"Chance for what?" asked Kate tersely.

"Education, travel, leisure, every opportunity in the world,"

enumerated Nancy Ellen.

Kate was handling her gloves, her forehead wrinkled, her eyes

narrowed in concentration.

"That is one side of it," she said. "The other is that neither my

children nor I have in our blood, breeding, or mental cosmos, the

background that it takes to make one happy with money in unlimited

quantities. So far as I'm concerned personally, I'm happier this

minute as I am, than John Jardine's money ever could make me. I

had a fierce struggle with that question long ago; since I have

had nearly eight years of life I love, that is good for my soul,

the struggle to leave it would be greater now. Polly would be

happier and get more from life as the wife of big gangling Henry

Peters, than she would as a millionaire's daughter. She'd be very

suitable in a farmhouse parlour; she'd be a ridiculous little

figure at a ball. As for Adam, he'd turn this down quick and

hard."

"Just you try him!" cried Nancy Ellen.

"For one thing, he won't be here at ten o'clock," said Kate, "and

for another, since it involves my becoming the wife of John

Jardine, it isn't for Adam to decide. This decision is strictly

my own. I merely mention the children, because if I married him,

it would have an inevitable influence on their lives, an influence

that I don't in the least covet either for them or for myself.

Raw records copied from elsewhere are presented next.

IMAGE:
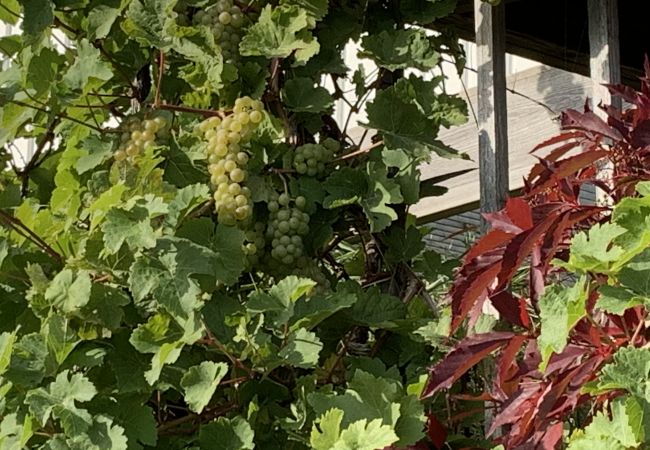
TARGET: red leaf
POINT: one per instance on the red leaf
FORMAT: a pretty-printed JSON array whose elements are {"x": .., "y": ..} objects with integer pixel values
[
  {"x": 640, "y": 136},
  {"x": 436, "y": 431},
  {"x": 507, "y": 365},
  {"x": 562, "y": 137},
  {"x": 469, "y": 352},
  {"x": 521, "y": 246},
  {"x": 556, "y": 154},
  {"x": 588, "y": 121},
  {"x": 567, "y": 167},
  {"x": 513, "y": 219},
  {"x": 494, "y": 239},
  {"x": 465, "y": 297},
  {"x": 511, "y": 308}
]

Nancy Ellen, can't you remotely conceive of such a thing as one

human being in the world who is SATISFIED THAT HE HAS HIS SHARE,

and who believes to the depths of his soul that no man should be

allowed to amass, and to use for his personal indulgence, the

amount of money that John Jardine does?"

"Yes, I can," cried Nancy Ellen, "when I see you, and the way you

act! You have chance after chance, but you seem to think that

life requires of you a steady job of holding your nose to the

grindstone. It was rather stubby to begin with, go on and grind

it clear off your face, if you like."

"All right," said Kate. "Then I'll tell you definitely that I

have no particular desire to marry anybody; I like my life

immensely as I'm living it. I'm free, independent, and my

children are in the element to which they were born, and where

they can live naturally, and spend their lives helping in the

great work of feeding, clothing, and housing their fellow men.

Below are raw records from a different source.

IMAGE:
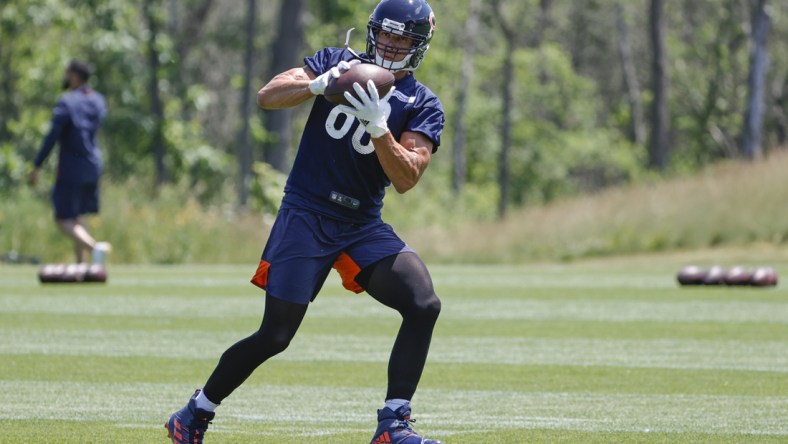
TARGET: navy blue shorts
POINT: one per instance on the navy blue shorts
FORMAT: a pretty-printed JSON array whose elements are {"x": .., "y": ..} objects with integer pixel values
[
  {"x": 72, "y": 200},
  {"x": 303, "y": 247}
]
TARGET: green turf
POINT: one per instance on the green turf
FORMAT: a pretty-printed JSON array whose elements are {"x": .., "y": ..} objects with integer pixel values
[{"x": 596, "y": 352}]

I've no desire to leave my job or take them from theirs, to start

a lazy, shiftless life of self-indulgence. I don't meddle much

with the Bible, but I have a profound BELIEF in it, and a large

RESPECT for it, as the greatest book in the world, and it says:

'By the sweat of his brow shall man earn his bread,' or words to

that effect. I was born a sweater, I shall just go on sweating

until I die; I refuse to begin perspiring at my time of life."